From: Christian Franke on
David Brown wrote:
>
> If I try a smartctl test ("smartctl -t short /dev/sda") on a standby
> drive, however, it fails - it will wake up the drive, but smartctl gives
> up waiting and returns an error message before the drive is ready. One
> the drive is up to speed, the test runs fine.
>

This likely occurs because the of the SCSI timeout value of 6 seconds
used by smartctl for the SAT ATA PASS-THROUGH command.

This is too short to spin up a disk.

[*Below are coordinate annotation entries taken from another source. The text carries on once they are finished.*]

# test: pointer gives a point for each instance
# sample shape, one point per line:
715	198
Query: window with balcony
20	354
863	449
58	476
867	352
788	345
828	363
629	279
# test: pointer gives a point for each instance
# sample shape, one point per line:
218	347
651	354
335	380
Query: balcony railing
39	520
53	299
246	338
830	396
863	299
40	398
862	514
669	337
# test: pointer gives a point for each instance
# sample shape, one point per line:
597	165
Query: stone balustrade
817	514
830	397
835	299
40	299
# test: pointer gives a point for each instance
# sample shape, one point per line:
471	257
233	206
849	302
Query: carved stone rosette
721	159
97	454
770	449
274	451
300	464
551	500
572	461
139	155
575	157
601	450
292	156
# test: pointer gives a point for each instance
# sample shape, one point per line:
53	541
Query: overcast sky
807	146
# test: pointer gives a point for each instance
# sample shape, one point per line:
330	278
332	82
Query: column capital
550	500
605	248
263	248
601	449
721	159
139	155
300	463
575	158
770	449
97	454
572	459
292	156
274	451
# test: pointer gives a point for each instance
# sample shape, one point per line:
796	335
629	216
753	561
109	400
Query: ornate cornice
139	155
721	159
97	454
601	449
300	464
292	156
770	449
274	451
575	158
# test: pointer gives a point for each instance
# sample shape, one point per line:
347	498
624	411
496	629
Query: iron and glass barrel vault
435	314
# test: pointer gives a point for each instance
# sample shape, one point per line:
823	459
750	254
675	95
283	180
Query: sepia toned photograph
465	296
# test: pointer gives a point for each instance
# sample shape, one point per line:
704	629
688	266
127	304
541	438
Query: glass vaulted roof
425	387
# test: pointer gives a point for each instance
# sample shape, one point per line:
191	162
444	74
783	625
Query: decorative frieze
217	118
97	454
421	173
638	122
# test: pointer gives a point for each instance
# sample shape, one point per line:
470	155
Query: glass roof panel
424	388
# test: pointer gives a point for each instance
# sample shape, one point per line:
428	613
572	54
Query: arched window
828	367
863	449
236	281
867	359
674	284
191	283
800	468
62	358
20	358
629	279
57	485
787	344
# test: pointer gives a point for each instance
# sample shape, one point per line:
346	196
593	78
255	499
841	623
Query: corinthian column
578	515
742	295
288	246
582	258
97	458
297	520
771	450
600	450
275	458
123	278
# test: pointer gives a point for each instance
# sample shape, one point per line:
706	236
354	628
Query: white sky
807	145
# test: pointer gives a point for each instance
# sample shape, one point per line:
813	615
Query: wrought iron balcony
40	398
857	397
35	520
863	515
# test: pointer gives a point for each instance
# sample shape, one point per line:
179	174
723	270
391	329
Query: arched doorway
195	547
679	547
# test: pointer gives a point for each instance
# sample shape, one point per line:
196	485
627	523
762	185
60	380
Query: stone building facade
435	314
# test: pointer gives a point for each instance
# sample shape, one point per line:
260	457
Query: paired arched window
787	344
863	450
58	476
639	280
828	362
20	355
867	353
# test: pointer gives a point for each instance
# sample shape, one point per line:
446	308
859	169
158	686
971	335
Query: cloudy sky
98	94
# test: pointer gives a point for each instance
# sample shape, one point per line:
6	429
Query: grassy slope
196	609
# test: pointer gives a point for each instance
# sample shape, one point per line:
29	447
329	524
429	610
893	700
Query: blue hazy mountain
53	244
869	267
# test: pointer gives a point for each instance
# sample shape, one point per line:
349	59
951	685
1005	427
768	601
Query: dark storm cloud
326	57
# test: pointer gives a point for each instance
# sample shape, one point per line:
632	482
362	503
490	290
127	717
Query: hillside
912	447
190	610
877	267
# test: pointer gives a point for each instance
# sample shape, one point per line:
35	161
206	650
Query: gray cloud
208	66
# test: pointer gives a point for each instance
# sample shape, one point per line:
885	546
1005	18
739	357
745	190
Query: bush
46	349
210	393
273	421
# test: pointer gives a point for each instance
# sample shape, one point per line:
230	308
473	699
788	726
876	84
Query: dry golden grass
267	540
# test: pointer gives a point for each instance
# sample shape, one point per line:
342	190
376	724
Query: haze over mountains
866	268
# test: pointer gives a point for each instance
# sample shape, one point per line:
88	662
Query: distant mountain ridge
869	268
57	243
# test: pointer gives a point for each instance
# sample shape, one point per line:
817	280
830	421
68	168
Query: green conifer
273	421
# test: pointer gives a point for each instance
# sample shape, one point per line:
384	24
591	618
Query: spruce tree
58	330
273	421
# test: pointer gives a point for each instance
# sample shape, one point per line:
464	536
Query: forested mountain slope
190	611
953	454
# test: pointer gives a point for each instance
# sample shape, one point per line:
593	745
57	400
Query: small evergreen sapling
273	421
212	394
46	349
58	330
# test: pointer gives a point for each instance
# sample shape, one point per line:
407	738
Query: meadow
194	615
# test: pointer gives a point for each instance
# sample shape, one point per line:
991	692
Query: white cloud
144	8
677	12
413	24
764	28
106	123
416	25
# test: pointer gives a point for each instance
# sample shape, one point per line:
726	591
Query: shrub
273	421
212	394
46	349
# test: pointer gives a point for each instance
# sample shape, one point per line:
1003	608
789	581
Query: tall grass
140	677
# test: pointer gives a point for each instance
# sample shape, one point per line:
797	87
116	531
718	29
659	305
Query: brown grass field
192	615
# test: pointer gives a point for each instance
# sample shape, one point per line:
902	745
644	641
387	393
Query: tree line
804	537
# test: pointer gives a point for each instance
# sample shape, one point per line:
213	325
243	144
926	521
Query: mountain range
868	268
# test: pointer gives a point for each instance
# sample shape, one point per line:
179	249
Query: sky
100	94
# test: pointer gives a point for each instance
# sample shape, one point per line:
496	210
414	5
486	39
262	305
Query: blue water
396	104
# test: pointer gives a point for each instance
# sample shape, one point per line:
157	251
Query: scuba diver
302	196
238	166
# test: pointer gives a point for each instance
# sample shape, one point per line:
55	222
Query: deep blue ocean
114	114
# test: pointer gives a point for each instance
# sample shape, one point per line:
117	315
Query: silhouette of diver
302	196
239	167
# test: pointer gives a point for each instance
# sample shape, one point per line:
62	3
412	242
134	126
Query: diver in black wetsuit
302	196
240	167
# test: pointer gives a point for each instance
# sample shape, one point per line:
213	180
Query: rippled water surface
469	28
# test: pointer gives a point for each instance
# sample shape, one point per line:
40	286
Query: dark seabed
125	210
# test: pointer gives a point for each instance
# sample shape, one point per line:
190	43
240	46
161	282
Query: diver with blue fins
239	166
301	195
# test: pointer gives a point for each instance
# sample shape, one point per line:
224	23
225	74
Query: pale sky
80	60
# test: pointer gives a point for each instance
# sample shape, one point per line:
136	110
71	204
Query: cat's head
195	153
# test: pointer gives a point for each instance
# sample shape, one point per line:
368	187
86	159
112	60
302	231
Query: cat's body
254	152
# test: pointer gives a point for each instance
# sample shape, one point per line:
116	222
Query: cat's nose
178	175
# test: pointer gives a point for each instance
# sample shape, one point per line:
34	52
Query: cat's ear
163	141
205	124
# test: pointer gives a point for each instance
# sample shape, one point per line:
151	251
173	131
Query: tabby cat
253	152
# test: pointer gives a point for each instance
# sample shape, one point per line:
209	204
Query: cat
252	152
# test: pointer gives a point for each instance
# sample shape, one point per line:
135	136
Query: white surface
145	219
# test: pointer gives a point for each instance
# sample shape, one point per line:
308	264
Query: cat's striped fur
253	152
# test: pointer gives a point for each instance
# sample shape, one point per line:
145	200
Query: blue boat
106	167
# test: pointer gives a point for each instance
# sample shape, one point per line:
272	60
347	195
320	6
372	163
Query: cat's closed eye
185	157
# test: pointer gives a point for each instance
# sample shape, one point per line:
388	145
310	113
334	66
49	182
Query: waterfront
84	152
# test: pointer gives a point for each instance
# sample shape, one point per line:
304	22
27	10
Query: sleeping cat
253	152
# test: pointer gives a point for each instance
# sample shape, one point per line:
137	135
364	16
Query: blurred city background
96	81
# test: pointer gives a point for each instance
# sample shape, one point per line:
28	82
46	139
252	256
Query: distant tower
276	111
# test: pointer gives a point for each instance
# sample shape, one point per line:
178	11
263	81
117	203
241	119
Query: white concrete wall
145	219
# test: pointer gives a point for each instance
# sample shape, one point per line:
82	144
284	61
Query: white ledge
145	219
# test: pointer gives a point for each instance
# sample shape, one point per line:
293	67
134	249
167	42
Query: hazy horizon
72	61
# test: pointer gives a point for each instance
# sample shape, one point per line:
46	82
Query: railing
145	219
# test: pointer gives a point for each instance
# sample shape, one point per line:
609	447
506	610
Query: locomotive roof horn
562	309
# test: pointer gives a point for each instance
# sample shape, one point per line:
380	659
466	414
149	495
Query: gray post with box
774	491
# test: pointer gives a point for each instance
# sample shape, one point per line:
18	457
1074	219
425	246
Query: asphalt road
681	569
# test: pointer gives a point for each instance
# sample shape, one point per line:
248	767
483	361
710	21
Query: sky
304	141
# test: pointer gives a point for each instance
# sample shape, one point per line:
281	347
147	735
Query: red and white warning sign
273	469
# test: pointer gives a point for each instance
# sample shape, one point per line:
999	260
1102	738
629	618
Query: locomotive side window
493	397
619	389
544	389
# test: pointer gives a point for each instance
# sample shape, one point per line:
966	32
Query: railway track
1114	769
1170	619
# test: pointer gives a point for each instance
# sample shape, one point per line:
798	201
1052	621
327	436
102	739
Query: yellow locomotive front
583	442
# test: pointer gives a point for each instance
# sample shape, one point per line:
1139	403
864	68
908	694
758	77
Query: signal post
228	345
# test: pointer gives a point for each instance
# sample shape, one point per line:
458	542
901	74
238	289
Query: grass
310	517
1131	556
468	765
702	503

For example, a 1TB Samsung drive
(HD103UJ) spins up in ~9 seconds.

I fixed this in smartmontools r2924, timeout is now 20 seconds. Please
try current code from SVN repository:
http://sourceforge.net/apps/trac/smartmontools/wiki/Download

Thanks for the problem report.

Christian
From: Arno on
David Brown <david(a)westcontrol.removethisbit.com> wrote:
[...]
> Here's a transcript:


> host:~# hdparm -y /dev/sda

> /dev/sda:
> issuing standby command
> host:~# hdparm -C /dev/sda

> /dev/sda:
> drive state is: standby


> host:~# smartctl -t short /dev/sda
> smartctl version 5.38 [x86_64-unknown-linux-gnu] Copyright (C) 2002-8
> Bruce Allen
> Home page is http://smartmontools.sourceforge.net/

> === START OF OFFLINE IMMEDIATE AND SELF-TEST SECTION ===
> Sending command: "Execute SMART Short self-test routine immediately in
> off-line mode".
> Command "Execute SMART Short self-test routine immediately in off-line
> mode" failed


> host:~# smartctl -c /dev/sda
> smartctl version 5.38 [x86_64-unknown-linux-gnu] Copyright (C) 2002-8
> Bruce Allen
> Home page is http://smartmontools.sourceforge.net/

> === START OF READ SMART DATA SECTION ===
> General SMART Values:
> Offline data collection status: (0x00) Offline data collection activity
> was never started.
> Auto Offline Data Collection:
> Disabled.
> Self-test execution status: ( 41) The self-test routine was
> interrupted
> by the host with a hard or soft
> reset.




> syslog gives the following:

> Sep 26 20:50:23 host kernel: [ 9865.466082] ata1.00: exception Emask 0x0
> SAct 0x0 SErr 0x0 action 0x6
> frozen
> Sep 26 20:50:23 host kernel: [ 9865.466110] ata1.00: cmd
> b0/d4:00:01:4f:c2/00:00:00:00:00/00 tag 0
> Sep 26 20:50:23 host kernel: [ 9865.466111] res
> 40/00:00:01:4f:c2/00:00:00:00:00/00 Emask 0x4 (timeout)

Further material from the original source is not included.